I use that powerbait gel stuff... now I don't know if it is just coincidence or what but I will be fishing with a jig and craw... with no luck and the next cast after I put that stuff on I get one... now could have just been I put it right in that fishes front door... but I have had it happen more than once so you make up your mind about that one... I am a believer!!!!!


----------



## liquidsoap (Oct 22, 2005)

Well I used to use it and I think its wierd, I think everyone who has sent has there bottle leak at one time and another.

Anyway I dont think that really matters to much, I have yum scent and rarely use it. I think its more trouble then its worth, takes up time, space, and gets that nasty smell on your hands.


----------



## sauguy (Apr 8, 2004)

never used the spray, but have used those crappie nuggets on crappies at kentucky lake. seem to get more hits with the nuggets than without.


----------



## madcrappiekids (Mar 11, 2006)

I have the spray kind and a bottle of the gravy, can't really say one way or another about either....when there gone I don't think I'll buy any more.


----------



## Shortdrift (Apr 5, 2004)

There is no doubt in my mind that there are times when scent works as well as times when it does't matter one way or the other. I have, or several occasions done some testing while fishing Erie and have proven that it has produced a bite when non-scented presentations do not. My testing has been limited to walleye and smallmouth.


----------



## FutureClassicChamp (Jan 16, 2006)

only thing i use it on is jigs. yeah it works....it covers up the smell of copenhagen on my jig.


----------



## heyjay (Mar 22, 2005)

FutureClassicChamp said:


> only thing i use it on is jigs. yeah it works....it covers up the smell of copenhagen on my jig.


I had 9 radiation treatments to offset the effects of copenhagen .


----------



## crawdiddy (Apr 10, 2006)

to "it depends". lol

cheers


----------



## kennedy327 (Jul 12, 2006)

I asked a buddy at work and he said that he uses real craw. He told me they use actual crawfish to make the sent.

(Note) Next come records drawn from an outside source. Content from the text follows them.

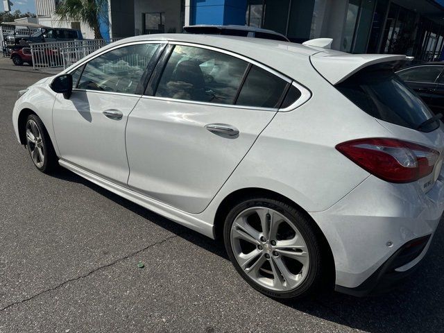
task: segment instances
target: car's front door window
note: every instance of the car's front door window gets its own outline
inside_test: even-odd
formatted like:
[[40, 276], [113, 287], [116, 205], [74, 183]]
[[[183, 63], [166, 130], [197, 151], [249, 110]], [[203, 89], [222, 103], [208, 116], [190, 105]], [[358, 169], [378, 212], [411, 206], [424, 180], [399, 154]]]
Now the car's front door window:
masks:
[[155, 96], [232, 104], [248, 65], [221, 52], [176, 45]]
[[87, 90], [135, 94], [157, 44], [130, 45], [89, 61], [77, 87]]

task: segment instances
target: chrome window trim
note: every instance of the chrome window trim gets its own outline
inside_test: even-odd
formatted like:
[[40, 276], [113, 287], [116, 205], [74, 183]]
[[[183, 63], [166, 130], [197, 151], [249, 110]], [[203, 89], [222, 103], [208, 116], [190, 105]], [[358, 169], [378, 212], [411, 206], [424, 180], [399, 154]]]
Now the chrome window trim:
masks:
[[221, 104], [219, 103], [201, 102], [198, 101], [191, 101], [189, 99], [171, 99], [170, 97], [160, 97], [157, 96], [143, 95], [142, 98], [144, 99], [157, 99], [160, 101], [166, 101], [167, 102], [187, 103], [189, 104], [197, 104], [200, 105], [218, 106], [218, 107], [222, 107], [222, 108], [234, 108], [235, 109], [257, 110], [261, 111], [274, 111], [275, 112], [278, 110], [277, 108], [261, 108], [261, 107], [254, 107], [254, 106], [248, 106], [248, 105], [236, 105], [234, 104]]
[[287, 112], [288, 111], [291, 111], [296, 108], [299, 108], [311, 98], [311, 92], [303, 85], [300, 85], [296, 81], [293, 81], [293, 83], [291, 83], [291, 85], [300, 92], [300, 96], [293, 103], [293, 104], [287, 106], [287, 108], [279, 109], [280, 112]]
[[171, 40], [143, 40], [143, 41], [132, 42], [130, 43], [116, 45], [114, 47], [111, 47], [110, 49], [107, 49], [106, 50], [103, 50], [102, 52], [101, 52], [99, 54], [96, 54], [94, 57], [89, 58], [87, 59], [84, 60], [83, 61], [79, 61], [79, 63], [75, 67], [73, 67], [71, 69], [69, 69], [69, 71], [67, 71], [66, 73], [68, 73], [68, 74], [72, 73], [78, 67], [87, 64], [87, 62], [92, 60], [93, 59], [95, 59], [96, 58], [99, 57], [103, 54], [105, 54], [105, 53], [110, 52], [117, 49], [120, 49], [121, 47], [124, 47], [124, 46], [128, 46], [131, 45], [144, 44], [171, 44], [175, 45], [184, 45], [184, 46], [199, 47], [201, 49], [206, 49], [214, 51], [216, 52], [221, 52], [222, 53], [228, 54], [228, 56], [237, 58], [248, 63], [255, 65], [258, 67], [262, 68], [262, 69], [269, 73], [271, 73], [273, 75], [275, 75], [278, 78], [284, 80], [287, 83], [291, 83], [292, 85], [296, 87], [301, 92], [301, 96], [299, 97], [299, 99], [295, 101], [295, 102], [293, 104], [288, 106], [287, 108], [278, 109], [277, 108], [262, 108], [262, 107], [255, 107], [255, 106], [248, 106], [248, 105], [237, 105], [234, 104], [221, 104], [217, 103], [202, 102], [202, 101], [190, 101], [187, 99], [171, 99], [169, 97], [160, 97], [156, 96], [127, 94], [123, 92], [103, 92], [100, 90], [92, 90], [92, 89], [87, 89], [74, 88], [73, 89], [73, 92], [77, 91], [77, 92], [95, 92], [95, 93], [99, 93], [99, 94], [114, 94], [114, 95], [121, 95], [121, 96], [139, 97], [139, 98], [141, 97], [142, 99], [157, 99], [157, 100], [171, 101], [171, 102], [187, 103], [197, 104], [197, 105], [214, 105], [214, 106], [222, 107], [222, 108], [234, 108], [236, 109], [257, 110], [260, 111], [273, 111], [273, 112], [278, 112], [278, 111], [287, 112], [287, 111], [290, 111], [291, 110], [296, 109], [296, 108], [304, 104], [311, 97], [311, 92], [305, 87], [296, 83], [293, 80], [289, 78], [288, 77], [280, 74], [280, 72], [275, 71], [274, 69], [271, 69], [253, 59], [237, 54], [234, 52], [231, 52], [230, 51], [226, 51], [226, 50], [219, 49], [214, 46], [210, 46], [208, 45], [204, 45], [204, 44], [197, 44], [197, 43], [189, 43], [189, 42], [180, 42], [180, 41], [171, 41]]
[[128, 96], [130, 97], [142, 97], [142, 95], [139, 94], [128, 94], [126, 92], [104, 92], [103, 90], [93, 90], [91, 89], [78, 89], [74, 88], [72, 89], [73, 92], [96, 92], [98, 94], [107, 94], [111, 95], [120, 95], [120, 96]]
[[[120, 44], [119, 45], [116, 45], [115, 46], [113, 47], [110, 47], [109, 49], [107, 49], [106, 50], [103, 50], [102, 51], [102, 52], [101, 52], [99, 54], [96, 54], [96, 56], [94, 56], [94, 57], [92, 58], [88, 58], [87, 59], [85, 59], [83, 60], [80, 60], [78, 61], [78, 64], [76, 65], [75, 67], [73, 67], [71, 69], [69, 69], [69, 71], [66, 71], [66, 72], [62, 72], [65, 74], [70, 74], [71, 73], [72, 73], [73, 71], [74, 71], [76, 69], [77, 69], [78, 67], [81, 67], [82, 65], [90, 62], [91, 60], [95, 59], [97, 57], [100, 57], [101, 56], [110, 52], [111, 51], [115, 50], [117, 49], [120, 49], [121, 47], [124, 47], [124, 46], [130, 46], [131, 45], [138, 45], [140, 44], [168, 44], [168, 41], [167, 40], [139, 40], [138, 42], [131, 42], [130, 43], [126, 43], [126, 44]], [[87, 56], [87, 57], [88, 56]], [[96, 90], [92, 90], [92, 91], [96, 91]]]
[[435, 83], [437, 83], [437, 80], [439, 78], [439, 76], [441, 75], [442, 75], [443, 74], [443, 71], [444, 71], [444, 65], [441, 65], [441, 64], [439, 65], [420, 65], [418, 66], [414, 66], [413, 67], [409, 67], [409, 68], [404, 68], [403, 69], [400, 69], [399, 71], [398, 71], [395, 74], [396, 75], [398, 75], [398, 73], [401, 73], [402, 71], [408, 71], [408, 70], [413, 70], [415, 69], [416, 68], [419, 68], [419, 67], [441, 67], [441, 71], [438, 74], [438, 76], [435, 78], [435, 80], [433, 82], [427, 82], [427, 81], [409, 81], [407, 80], [403, 80], [402, 78], [401, 80], [403, 80], [404, 82], [412, 82], [413, 83], [429, 83], [430, 85], [434, 85]]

He said it doesnt really help attract bass, but it makes them keep a hold of it longer due to the real taste of crawfish. I might try it out someday, figured I would check with you guys first before I wasted my money.


----------



## Urnso (Jul 13, 2005)

I use it to help cover up the scent of sun block. I have had fish drop lures fast as hell from what I guess was sunblock. They do hold on longer with the real craw. that's what I use.


----------



## TheSonicMarauder (Mar 9, 2006)

from what im told... fish totally hate deet in bug spray..... so a little spray helps with that......... Yum's attractant is awesome in my opinion.. the shad and craw reak to high heaven but they work.... not sayin it works miracles but i have noticed more bites after a spritz or two


----------



## FutureClassicChamp (Jan 16, 2006)

heyjay said:


> I had 9 radiation treatments to offset the effects of copenhagen .


my point was that i use it to mask negative odors. also, if it is something you will believe in, then itll give you confidence. a confident angler is a better angler.


----------



## Fishing-Miller23 (Jul 16, 2005)

I use Spike It's Garlic sent. I just dip it in and it will change the tip of your bait chartruse. I think it works.


----------



## Canoe (May 3, 2006)

I've seen a product from Yum that is made for your hands to cover, or eliminate scent. I don't remember what it was called. But, has anyone used it?

I gotta believe it will help. We mask our odor when hunting land animals, makes sense to do the same when hunting animals underwater too.


----------



## fishintiger (Apr 26, 2004)

kennedy327 said:


> I was at walmart getting some hooks and came across that spray on attractant and wondered if that stuff is worth the money.


My wife doesn't like the smell she usually runs from me and tells me to get a shower.  

The times I have used any kind of spray on attractants they haven't helped but they also have not hurt the fishing either. Most of the time I have tried the attractants it was because nothing was biting and after adding it the fish still didn't bite. I am now a believer in the crappie nibbles after using them this spring. It was the only kind of bait I added to my jigs this spring fishing for crappies and did very well with them. 

I bought some Berkley crappie attratant. I put it in an empty peanut butter jar so it's easier to use, I don't waste a lot of it, and it doesn't leak. So that might be something you might want to think about doing if you buy some.


----------



## bigcfisher (Apr 28, 2006)

it might help a little, some of it is good. but some of it can deter bites {cheap stuff} and it is a hit and miss game


----------